Shades of Gray: District of Columbia Combined Reporting Unveiled


On April 1 (fittingly), the District of Columbia’s new Mayor, Vincent G. Gray, unveiled his proposed budget, B19-0203 “Fiscal Year 2012 Budget Support Act of 2011” (Budget Bill), which includes the long-awaited/feared combined reporting provisions.1 In a twist unique to the District, D.C. Act 18-255 “Fiscal Year 2010 Budget Support Act of 2009” instructed the Council of the District of Columbia to enact – but did not actually enact – mandatory unitary combined reporting for purposes of calculating the District’s franchise tax. The combined reporting legislation contemplated by D.C. Act 18-255 was to be effective for tax years beginning after December 31, 2010, but the Council did not consider substantive combined reporting legislation until it was included in the Budget Bill.
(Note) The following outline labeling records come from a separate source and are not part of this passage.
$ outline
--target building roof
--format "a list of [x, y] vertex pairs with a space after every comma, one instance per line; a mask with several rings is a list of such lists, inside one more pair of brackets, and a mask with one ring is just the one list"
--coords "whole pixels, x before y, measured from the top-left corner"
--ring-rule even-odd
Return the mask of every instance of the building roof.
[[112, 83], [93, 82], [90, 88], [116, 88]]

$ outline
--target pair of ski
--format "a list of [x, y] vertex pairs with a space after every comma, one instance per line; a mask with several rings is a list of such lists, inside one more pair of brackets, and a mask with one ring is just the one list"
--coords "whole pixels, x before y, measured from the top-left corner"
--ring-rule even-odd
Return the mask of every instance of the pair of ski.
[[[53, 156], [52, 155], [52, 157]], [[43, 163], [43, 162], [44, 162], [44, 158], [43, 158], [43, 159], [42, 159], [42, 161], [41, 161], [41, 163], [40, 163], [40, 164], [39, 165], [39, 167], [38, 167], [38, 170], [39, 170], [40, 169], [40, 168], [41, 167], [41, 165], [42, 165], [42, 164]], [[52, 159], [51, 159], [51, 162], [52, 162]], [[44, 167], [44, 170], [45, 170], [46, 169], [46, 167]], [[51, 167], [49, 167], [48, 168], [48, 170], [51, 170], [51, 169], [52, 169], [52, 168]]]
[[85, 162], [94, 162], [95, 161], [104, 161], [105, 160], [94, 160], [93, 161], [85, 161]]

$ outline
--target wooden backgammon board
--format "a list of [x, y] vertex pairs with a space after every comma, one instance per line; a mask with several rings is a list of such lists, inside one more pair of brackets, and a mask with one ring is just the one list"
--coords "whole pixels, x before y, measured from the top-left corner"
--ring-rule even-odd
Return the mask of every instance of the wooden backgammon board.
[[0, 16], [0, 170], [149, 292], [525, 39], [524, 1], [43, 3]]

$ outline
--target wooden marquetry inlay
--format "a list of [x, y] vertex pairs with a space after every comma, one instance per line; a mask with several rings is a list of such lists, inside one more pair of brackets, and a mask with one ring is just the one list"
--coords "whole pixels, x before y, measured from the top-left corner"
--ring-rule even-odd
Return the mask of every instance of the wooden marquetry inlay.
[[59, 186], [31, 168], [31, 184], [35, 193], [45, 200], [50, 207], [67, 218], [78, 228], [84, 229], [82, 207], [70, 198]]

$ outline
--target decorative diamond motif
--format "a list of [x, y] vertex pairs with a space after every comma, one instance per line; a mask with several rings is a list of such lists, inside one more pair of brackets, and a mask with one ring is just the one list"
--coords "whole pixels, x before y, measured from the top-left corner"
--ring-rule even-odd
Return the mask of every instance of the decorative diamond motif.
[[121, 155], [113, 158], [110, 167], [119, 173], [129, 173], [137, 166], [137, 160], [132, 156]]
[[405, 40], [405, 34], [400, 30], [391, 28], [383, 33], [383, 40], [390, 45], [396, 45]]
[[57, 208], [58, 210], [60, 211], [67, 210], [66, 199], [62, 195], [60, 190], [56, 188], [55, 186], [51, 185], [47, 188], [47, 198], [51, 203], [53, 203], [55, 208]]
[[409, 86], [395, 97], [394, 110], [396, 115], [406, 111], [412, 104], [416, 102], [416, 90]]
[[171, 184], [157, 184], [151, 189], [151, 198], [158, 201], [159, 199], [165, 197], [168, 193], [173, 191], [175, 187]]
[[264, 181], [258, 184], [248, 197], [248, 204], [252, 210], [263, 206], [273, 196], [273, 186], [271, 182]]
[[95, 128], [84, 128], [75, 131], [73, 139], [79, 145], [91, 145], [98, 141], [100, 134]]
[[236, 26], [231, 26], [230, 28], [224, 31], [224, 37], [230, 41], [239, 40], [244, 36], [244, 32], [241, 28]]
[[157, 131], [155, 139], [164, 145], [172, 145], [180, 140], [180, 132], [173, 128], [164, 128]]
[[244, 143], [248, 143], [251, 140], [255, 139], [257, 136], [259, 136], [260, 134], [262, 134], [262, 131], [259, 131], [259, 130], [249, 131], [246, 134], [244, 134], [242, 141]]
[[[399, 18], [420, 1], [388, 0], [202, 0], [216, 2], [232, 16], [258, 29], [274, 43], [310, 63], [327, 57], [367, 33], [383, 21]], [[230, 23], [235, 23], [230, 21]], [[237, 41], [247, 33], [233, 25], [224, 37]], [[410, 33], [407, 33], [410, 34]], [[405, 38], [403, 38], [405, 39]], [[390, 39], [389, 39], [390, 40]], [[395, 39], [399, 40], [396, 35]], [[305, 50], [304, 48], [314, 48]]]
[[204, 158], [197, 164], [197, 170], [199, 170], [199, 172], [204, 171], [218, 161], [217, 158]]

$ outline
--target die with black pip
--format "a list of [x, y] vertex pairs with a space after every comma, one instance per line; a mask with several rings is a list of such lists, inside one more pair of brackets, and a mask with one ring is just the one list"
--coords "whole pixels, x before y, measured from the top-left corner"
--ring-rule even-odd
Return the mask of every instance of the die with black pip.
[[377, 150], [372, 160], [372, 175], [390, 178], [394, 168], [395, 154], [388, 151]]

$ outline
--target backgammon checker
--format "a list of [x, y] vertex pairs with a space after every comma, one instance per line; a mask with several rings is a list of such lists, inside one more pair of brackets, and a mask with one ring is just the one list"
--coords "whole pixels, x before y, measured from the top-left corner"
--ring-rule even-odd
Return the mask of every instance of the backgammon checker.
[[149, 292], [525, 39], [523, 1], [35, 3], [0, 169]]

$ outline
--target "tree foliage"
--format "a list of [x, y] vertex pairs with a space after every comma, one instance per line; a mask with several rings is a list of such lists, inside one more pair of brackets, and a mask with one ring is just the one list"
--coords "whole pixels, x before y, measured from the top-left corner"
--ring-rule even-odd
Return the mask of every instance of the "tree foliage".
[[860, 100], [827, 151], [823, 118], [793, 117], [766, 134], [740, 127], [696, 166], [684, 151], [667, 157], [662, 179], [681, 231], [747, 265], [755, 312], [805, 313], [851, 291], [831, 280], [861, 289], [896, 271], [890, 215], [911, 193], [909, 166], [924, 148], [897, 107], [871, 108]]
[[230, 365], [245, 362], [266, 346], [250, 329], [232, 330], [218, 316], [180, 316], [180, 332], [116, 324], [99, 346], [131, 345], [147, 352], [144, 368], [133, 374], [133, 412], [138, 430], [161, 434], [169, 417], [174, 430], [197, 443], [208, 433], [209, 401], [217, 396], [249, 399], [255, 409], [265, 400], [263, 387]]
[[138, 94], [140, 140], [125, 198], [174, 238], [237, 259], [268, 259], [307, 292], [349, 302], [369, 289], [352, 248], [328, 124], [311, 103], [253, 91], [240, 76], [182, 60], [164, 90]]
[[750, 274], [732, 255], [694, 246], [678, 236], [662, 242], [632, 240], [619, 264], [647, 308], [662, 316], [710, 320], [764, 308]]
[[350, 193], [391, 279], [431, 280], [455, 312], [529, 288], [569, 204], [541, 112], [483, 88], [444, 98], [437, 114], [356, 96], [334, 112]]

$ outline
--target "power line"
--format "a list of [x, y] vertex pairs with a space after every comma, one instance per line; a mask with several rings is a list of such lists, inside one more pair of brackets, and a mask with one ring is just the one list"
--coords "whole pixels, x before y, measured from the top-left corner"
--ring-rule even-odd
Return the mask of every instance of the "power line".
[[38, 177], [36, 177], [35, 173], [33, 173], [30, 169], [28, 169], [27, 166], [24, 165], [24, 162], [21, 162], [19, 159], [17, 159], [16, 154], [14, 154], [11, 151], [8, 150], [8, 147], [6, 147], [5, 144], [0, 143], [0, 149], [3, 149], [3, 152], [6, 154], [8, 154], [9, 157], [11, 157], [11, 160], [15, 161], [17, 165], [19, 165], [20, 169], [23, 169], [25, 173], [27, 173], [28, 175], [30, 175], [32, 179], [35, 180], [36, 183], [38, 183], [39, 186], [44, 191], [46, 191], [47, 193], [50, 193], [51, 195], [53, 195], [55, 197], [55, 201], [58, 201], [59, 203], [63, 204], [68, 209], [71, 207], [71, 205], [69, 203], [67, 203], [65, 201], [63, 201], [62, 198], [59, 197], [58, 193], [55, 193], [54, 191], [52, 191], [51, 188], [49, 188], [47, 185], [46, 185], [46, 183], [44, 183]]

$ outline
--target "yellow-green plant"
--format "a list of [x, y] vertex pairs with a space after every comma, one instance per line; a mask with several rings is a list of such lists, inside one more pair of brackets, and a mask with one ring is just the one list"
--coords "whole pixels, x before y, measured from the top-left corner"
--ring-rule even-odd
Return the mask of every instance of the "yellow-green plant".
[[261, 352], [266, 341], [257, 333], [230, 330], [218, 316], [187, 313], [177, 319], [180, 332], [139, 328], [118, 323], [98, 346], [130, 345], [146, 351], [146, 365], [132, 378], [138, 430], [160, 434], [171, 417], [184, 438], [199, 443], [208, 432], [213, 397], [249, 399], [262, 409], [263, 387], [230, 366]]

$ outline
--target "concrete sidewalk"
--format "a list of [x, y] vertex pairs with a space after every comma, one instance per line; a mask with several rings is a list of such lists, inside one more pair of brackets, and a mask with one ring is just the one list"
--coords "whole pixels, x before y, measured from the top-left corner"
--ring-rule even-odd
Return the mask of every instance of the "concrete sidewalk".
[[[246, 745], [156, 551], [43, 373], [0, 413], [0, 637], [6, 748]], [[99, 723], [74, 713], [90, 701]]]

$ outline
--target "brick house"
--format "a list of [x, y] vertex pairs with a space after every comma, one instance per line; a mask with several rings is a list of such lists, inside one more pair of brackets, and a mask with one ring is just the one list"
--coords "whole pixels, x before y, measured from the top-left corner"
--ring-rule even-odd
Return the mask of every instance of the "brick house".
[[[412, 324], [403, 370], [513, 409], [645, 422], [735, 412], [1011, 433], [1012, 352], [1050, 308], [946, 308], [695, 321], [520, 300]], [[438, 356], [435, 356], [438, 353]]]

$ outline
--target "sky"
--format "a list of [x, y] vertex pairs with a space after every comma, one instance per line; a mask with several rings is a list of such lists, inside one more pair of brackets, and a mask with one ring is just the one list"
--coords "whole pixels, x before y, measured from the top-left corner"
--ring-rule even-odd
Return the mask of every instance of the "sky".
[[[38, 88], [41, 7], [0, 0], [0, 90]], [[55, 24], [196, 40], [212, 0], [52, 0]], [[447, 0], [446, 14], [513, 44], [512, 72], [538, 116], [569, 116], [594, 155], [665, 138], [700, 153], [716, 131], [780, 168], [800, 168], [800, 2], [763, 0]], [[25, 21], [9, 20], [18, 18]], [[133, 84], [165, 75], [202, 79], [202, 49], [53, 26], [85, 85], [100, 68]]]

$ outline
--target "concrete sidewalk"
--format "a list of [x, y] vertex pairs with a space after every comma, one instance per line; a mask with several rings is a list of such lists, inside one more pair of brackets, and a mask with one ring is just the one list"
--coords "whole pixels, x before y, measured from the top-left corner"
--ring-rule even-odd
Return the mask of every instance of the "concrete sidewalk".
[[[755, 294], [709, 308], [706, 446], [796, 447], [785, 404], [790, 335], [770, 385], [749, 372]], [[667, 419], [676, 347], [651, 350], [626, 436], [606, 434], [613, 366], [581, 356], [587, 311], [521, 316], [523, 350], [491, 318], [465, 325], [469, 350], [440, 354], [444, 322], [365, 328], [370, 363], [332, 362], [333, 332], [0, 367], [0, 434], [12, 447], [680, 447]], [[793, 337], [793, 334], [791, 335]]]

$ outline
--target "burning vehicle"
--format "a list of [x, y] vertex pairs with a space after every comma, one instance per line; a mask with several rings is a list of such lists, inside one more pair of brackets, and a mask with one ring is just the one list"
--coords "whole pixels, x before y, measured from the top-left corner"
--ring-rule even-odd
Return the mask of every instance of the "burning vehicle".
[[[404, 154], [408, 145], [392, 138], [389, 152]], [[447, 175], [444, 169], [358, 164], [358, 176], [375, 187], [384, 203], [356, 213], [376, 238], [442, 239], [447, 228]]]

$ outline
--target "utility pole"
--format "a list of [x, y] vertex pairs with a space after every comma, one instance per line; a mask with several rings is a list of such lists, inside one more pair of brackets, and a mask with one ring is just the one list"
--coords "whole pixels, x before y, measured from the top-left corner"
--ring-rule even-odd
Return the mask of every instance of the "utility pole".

If the Budget Bill passes as-is, the District will formally adopt a combined reporting regime effective retroactively to tax years beginning after December 31, 2010.

Discussed below are the issues raised by the proposed combined reporting regime, including questions raised by the unique tax aspects of the District, such as its net income tax on unincorporated businesses.

Issues Raised by the Budget Bill’s Provisions

Most but not all of the District’s proposed combined reporting provisions are adopted from the Multistate Tax Commission’s (MTC) Model Statute for Combined Reporting.

Definition of Unitary

The Budget Bill’s definition of “unitary business” is taken directly from the definition found in the MTC’s Model Statute.2 This definition is an abridged version because the MTC intended a more robust definition to be included in an adopting state’s regulations. Significantly, the District’s proposed definition lacks any type of ownership requirement for inclusion in the unitary group.